NBA Jam is beloved among basketball fans and gamers alike. As of this writing, you can even get an NBA Jam-inspired shirt with your favorite team’s two best players on it in the team store, if it’s open. Decades later, its details and lore are still such that NBA Jam is one of the most beloved sports games of all time.

Over the years we’ve learned a few small things about the game and its making that has created an even more charming and nostalgic look at the title that came out in 1993. The ball on the game’s iconic box art, for example, was real and sold for a ton of money.

Ars Technica put together a nice video featuring NBA Jam creator Mark Turmell, which has lots of details about the game’s creation and also takes place in front of a very cool NBA Jam arcade cabinet. And in a video clip that circulated on Friday we found official confirmation of a long-rumored reality: the game was biased against the Chicago Bulls in a very specific circumstance.

“Being from Michigan originally I’m a big Detroit Pistons fan,” Turmell said. “Making this game in Chicago during the height of the Michael Jordan era there was a big rivalry with the Pistons and the Bulls. But the one way I could get back at the Bulls once they got over the hump was to affect their skills against the Pistons in NBA Jam.”

It wasn’t a game-breaking change, but it was very specific: If you were playing a game between the Pistons and Bulls, you were toast if you were Chicago and needed a buzzer-beater.

“So I put in special code if the Bulls taking the last-second shot against the Pistons they would miss those shots,” he said. “So if you’re ever playing the game, make sure you pick the Pistons over the Bulls.”

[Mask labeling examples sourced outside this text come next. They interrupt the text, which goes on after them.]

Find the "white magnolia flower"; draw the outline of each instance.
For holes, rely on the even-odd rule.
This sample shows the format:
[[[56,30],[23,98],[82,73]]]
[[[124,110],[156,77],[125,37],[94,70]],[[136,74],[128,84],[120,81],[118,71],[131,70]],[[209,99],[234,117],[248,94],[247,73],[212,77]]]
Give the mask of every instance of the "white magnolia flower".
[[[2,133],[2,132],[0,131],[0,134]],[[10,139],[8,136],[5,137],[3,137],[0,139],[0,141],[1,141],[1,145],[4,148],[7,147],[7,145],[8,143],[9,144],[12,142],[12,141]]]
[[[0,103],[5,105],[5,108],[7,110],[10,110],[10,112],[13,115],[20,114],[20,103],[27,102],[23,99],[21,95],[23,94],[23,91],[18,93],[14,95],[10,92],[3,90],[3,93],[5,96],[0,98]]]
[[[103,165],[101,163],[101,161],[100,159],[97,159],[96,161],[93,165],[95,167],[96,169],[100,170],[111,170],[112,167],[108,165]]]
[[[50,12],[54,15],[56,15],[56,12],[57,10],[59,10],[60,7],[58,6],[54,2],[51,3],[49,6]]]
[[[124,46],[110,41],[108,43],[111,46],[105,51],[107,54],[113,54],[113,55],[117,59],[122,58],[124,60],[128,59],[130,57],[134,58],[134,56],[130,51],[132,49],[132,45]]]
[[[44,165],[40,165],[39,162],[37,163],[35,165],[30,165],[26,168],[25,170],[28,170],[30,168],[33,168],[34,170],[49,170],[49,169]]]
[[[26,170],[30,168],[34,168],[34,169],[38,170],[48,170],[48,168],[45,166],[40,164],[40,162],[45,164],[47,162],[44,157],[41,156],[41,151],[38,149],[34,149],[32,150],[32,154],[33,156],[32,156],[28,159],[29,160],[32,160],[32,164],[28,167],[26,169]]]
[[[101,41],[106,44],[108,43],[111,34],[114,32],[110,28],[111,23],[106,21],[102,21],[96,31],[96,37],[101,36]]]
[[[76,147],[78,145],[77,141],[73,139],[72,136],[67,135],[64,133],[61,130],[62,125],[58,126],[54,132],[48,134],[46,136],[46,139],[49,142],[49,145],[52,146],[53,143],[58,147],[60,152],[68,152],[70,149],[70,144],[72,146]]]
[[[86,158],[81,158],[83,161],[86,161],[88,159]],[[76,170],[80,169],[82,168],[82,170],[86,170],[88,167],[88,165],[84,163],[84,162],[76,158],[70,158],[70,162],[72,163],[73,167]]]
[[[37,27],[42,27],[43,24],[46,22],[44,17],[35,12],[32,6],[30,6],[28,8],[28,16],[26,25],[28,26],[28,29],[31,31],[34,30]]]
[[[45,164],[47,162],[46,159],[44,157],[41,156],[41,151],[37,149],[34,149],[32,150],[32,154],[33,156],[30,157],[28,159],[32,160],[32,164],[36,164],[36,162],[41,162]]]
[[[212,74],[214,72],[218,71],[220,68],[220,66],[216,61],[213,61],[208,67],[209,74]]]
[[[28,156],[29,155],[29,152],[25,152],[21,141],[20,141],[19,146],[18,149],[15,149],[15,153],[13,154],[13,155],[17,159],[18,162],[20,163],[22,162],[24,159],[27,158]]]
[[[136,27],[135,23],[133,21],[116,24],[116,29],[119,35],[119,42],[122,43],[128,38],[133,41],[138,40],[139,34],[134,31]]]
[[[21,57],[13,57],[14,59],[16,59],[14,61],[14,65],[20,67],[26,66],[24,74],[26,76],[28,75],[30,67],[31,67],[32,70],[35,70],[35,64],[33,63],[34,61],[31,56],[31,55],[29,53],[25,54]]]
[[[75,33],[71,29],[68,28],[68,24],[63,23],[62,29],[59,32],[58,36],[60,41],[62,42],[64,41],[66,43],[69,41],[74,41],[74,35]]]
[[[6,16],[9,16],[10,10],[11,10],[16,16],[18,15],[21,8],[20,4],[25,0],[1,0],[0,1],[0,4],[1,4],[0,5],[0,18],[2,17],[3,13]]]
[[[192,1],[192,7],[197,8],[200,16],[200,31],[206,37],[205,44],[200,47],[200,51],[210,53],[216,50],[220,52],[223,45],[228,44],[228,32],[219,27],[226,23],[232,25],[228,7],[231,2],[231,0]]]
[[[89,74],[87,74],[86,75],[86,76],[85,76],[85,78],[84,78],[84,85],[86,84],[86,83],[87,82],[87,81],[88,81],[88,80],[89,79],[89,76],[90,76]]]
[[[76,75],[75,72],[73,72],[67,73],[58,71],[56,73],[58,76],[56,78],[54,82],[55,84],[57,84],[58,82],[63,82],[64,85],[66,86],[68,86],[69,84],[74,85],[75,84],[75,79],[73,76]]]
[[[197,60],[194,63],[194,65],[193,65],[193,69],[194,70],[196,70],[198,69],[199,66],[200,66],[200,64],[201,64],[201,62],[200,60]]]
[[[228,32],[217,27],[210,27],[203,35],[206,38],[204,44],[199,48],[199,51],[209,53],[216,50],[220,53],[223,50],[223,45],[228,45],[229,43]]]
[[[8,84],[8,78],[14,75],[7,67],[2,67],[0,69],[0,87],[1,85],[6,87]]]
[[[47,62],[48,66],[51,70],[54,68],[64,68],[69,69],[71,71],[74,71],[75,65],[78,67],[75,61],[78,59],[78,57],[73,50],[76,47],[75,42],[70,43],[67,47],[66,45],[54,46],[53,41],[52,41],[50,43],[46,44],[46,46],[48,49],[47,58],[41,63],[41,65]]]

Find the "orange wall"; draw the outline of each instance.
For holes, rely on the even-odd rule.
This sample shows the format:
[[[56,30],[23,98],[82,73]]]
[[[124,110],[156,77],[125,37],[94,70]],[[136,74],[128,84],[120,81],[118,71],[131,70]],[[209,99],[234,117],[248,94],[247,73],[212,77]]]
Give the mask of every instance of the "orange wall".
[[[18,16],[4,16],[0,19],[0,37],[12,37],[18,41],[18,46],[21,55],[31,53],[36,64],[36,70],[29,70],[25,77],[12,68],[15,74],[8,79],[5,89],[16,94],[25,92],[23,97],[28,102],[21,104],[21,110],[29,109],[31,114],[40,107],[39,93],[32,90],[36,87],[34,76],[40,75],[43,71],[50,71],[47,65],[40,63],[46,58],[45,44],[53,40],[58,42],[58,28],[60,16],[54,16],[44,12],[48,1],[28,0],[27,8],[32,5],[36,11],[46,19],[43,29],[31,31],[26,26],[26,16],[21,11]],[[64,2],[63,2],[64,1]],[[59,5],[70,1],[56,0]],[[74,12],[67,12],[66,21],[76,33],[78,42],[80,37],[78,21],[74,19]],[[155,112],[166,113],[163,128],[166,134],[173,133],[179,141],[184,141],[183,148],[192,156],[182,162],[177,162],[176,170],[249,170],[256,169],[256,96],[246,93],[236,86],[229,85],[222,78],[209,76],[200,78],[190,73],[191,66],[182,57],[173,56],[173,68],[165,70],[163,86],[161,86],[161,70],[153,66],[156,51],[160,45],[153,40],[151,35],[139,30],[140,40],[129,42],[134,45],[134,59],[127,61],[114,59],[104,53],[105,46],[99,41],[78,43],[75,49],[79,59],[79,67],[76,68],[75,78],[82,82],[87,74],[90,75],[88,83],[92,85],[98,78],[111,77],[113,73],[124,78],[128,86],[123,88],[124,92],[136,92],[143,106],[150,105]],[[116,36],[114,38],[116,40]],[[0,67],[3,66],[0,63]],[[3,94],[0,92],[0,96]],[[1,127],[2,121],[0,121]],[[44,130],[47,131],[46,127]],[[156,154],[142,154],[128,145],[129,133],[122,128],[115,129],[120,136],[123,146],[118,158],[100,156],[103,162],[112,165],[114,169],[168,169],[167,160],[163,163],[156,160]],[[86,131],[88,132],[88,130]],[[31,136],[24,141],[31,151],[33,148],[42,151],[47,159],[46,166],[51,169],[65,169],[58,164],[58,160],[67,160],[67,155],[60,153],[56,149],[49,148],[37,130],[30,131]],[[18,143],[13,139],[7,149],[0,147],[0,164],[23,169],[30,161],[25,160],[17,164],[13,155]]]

Again, the Bulls were plenty good in that game, so it’s not like something like this would discourage you from playing as them. But it’s a fun quirk of a beloved video game, and the official explanation confirms a theory some fans have held for a long time. It also follows a fairly common theme in a world where hyper-realism is of the upmost importance: sometimes making a game less realistic makes it a lot more fun.